The Environment Agency are working together with Teignbridge District Council to explain to local businesses what happens if they pour fat, oils or other dirty liquids down their yard drains or road gullies.
The Environment Agency is launching its “Yellow Fish” campaign in a Devon town today to explain what happens if fat, oils or other dirty liquids are poured down drains.
The initiative, in Teignmouth, involves painting yellow fish next to the drains that connect to the surface water pipes that lead to the estuary or sea. By marking the drains – and explaining where surface water ends up – it will show business owners and the public how pollution travels direct to the sea. It is hoped it will help to keep the beach cleaner.
Teignmouth is one of the 15 beaches in the South West which could fail new standards when the revised Bathing Water Directive comes into force next year.

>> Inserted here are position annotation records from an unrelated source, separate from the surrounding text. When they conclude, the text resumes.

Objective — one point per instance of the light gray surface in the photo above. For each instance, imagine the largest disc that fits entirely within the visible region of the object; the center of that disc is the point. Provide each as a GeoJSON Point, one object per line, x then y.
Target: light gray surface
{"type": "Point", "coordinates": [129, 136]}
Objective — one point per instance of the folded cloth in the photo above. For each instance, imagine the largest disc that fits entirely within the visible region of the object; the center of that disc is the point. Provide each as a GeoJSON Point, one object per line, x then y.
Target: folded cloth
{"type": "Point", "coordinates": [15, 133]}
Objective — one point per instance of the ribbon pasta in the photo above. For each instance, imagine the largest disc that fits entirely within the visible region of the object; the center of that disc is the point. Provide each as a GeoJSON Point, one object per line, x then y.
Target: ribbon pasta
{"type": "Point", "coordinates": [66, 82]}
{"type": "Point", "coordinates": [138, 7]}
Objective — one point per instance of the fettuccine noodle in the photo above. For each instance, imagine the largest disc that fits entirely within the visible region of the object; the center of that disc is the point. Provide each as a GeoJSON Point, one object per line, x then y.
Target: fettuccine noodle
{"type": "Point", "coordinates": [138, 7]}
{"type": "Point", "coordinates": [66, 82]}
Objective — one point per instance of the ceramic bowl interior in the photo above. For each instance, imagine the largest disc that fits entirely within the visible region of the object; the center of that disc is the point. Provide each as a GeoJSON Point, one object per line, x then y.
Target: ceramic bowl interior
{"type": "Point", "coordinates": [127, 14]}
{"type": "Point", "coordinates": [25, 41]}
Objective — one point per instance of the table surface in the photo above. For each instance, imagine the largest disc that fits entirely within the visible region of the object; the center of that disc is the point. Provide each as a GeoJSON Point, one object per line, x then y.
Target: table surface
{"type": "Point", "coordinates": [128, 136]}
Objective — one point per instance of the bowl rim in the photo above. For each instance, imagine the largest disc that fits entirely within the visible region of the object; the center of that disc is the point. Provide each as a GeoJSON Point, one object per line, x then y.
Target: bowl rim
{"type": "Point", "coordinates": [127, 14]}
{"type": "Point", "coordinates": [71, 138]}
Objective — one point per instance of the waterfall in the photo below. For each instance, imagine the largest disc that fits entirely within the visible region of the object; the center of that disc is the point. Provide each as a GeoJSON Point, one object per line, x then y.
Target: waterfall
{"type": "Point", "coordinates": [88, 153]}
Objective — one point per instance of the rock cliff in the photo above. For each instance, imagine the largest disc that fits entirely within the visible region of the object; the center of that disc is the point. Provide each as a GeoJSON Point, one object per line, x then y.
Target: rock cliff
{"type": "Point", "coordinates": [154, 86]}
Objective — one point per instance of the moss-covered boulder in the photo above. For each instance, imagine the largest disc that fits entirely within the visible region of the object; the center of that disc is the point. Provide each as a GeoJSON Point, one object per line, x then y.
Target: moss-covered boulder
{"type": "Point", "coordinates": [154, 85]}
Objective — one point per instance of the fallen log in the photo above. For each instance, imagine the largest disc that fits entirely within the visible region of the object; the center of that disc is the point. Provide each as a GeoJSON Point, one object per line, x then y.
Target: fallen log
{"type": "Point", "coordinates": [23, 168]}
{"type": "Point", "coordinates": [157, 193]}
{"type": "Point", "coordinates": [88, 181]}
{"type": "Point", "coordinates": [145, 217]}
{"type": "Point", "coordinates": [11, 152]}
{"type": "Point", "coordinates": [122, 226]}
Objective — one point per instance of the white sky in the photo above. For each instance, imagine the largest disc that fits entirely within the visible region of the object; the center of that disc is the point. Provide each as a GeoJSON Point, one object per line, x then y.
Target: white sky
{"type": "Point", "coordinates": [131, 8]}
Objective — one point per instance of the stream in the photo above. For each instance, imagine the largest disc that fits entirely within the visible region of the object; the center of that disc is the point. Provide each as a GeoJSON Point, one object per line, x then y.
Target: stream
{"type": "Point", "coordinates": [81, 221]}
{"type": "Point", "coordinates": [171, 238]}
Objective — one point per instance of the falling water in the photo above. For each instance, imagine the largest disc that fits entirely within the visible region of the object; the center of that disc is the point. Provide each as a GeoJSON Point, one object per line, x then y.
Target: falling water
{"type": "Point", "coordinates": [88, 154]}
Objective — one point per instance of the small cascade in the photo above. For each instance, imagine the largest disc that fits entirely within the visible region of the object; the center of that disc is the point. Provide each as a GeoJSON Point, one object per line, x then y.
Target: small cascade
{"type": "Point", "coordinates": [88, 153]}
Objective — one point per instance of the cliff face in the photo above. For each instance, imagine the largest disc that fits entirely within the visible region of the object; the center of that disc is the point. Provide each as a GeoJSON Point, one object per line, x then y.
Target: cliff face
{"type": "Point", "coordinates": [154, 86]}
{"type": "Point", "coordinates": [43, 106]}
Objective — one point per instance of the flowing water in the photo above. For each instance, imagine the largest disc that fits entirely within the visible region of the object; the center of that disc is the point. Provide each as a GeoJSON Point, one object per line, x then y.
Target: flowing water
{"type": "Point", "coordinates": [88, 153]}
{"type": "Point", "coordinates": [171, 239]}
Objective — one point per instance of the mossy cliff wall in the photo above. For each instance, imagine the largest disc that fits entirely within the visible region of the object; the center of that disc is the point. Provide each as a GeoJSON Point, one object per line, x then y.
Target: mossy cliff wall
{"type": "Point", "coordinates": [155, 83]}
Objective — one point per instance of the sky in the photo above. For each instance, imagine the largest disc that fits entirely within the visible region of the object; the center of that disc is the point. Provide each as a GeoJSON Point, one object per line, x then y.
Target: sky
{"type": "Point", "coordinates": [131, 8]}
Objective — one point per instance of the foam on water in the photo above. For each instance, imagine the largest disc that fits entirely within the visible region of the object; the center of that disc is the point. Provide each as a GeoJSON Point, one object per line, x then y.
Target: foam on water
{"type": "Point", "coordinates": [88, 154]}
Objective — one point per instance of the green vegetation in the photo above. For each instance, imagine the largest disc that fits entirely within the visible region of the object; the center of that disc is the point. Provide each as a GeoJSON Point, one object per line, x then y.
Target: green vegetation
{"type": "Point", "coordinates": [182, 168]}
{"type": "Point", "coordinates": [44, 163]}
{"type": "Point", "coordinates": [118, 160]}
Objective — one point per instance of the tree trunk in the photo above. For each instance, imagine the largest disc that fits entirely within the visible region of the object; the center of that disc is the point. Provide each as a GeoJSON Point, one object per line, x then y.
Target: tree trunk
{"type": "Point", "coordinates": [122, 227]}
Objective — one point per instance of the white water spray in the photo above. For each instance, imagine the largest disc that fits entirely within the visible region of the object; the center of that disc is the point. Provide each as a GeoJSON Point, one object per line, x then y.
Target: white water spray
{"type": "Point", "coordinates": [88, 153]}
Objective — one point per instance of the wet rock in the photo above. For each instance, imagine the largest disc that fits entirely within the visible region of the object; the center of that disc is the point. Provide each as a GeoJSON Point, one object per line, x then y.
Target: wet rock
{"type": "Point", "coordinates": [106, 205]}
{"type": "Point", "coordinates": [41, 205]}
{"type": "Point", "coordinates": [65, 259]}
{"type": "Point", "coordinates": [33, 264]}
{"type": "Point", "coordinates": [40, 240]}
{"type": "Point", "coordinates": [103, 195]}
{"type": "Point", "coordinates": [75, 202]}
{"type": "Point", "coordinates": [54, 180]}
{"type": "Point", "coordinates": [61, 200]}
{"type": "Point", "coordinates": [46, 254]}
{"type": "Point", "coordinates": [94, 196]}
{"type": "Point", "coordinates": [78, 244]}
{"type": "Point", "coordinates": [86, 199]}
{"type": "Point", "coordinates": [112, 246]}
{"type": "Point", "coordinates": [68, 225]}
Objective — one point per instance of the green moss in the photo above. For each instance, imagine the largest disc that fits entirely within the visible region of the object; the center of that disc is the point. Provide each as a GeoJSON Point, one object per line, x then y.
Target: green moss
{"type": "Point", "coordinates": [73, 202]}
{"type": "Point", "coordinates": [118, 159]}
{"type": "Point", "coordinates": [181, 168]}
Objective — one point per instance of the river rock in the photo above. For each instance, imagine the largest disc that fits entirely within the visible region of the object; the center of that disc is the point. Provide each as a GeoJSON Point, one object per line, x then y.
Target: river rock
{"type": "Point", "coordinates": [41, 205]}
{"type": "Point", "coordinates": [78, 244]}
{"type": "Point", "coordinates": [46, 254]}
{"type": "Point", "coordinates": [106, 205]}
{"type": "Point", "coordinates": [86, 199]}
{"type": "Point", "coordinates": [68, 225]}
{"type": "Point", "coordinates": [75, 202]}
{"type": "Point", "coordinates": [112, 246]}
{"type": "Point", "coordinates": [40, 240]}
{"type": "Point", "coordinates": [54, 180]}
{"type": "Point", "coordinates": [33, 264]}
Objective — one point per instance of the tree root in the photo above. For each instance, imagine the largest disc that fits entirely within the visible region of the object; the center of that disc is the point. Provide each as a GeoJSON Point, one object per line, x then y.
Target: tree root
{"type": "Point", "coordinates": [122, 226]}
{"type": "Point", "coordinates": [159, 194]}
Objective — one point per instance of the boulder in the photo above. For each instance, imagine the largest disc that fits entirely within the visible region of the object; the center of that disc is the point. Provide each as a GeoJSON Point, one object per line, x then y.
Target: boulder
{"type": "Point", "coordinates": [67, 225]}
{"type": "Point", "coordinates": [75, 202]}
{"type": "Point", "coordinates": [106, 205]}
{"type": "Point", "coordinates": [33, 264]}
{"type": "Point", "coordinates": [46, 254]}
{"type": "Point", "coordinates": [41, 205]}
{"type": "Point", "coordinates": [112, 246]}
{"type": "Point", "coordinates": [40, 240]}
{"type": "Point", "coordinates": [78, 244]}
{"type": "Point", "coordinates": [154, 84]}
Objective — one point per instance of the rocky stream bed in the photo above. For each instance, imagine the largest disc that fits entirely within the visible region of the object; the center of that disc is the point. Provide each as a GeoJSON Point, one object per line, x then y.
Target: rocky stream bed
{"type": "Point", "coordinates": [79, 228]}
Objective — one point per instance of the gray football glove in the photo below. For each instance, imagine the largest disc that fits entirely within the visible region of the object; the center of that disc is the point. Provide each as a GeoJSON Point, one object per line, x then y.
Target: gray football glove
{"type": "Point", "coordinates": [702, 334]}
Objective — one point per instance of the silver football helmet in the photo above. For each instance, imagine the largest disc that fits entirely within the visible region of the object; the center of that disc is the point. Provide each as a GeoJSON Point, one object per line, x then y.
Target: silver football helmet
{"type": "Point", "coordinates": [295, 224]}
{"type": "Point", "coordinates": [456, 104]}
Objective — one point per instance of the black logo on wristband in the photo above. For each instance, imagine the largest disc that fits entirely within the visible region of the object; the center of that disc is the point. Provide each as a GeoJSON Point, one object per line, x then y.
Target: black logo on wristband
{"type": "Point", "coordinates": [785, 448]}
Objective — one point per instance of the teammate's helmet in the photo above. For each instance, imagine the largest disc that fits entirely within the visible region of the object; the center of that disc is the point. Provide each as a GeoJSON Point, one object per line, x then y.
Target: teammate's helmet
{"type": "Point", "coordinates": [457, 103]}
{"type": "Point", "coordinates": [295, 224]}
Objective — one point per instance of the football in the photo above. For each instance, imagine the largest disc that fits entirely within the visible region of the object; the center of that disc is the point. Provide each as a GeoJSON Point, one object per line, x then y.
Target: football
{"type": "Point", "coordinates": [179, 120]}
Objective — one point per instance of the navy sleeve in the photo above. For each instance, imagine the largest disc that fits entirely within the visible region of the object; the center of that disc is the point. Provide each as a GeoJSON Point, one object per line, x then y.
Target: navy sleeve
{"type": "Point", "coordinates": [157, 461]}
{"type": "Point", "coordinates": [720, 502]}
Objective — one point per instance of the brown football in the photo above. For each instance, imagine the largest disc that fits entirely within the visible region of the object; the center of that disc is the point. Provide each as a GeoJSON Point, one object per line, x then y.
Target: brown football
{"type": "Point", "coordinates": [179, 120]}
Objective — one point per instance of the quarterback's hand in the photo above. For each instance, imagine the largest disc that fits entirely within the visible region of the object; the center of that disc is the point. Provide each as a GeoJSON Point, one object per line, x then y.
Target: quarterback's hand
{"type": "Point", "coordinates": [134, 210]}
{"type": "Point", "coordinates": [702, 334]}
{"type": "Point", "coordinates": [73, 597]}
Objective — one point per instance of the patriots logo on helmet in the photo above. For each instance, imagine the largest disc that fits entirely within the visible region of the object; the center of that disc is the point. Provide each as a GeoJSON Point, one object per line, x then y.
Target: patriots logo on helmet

Nick Smart, of the Environment Agency, said: “It has been great having the opportunity to work with local people, who also use and enjoy the local bathing beaches. By delivering this campaign we hope to show everyone the link between preventing pollution in the town and protecting our bathing waters.”
Councillor Kevin Lake, portfolio holder for environmental services at Teignbridge District Council, said: “The campaign will, hopefully, encourage people to stop pouring fat and other pollutants into the drain system and this will help to improve bathing water quality in the town. It will also show local business owners and people living in the town that some of the drains on the street lead direct to Teignmouth’s bathing waters.”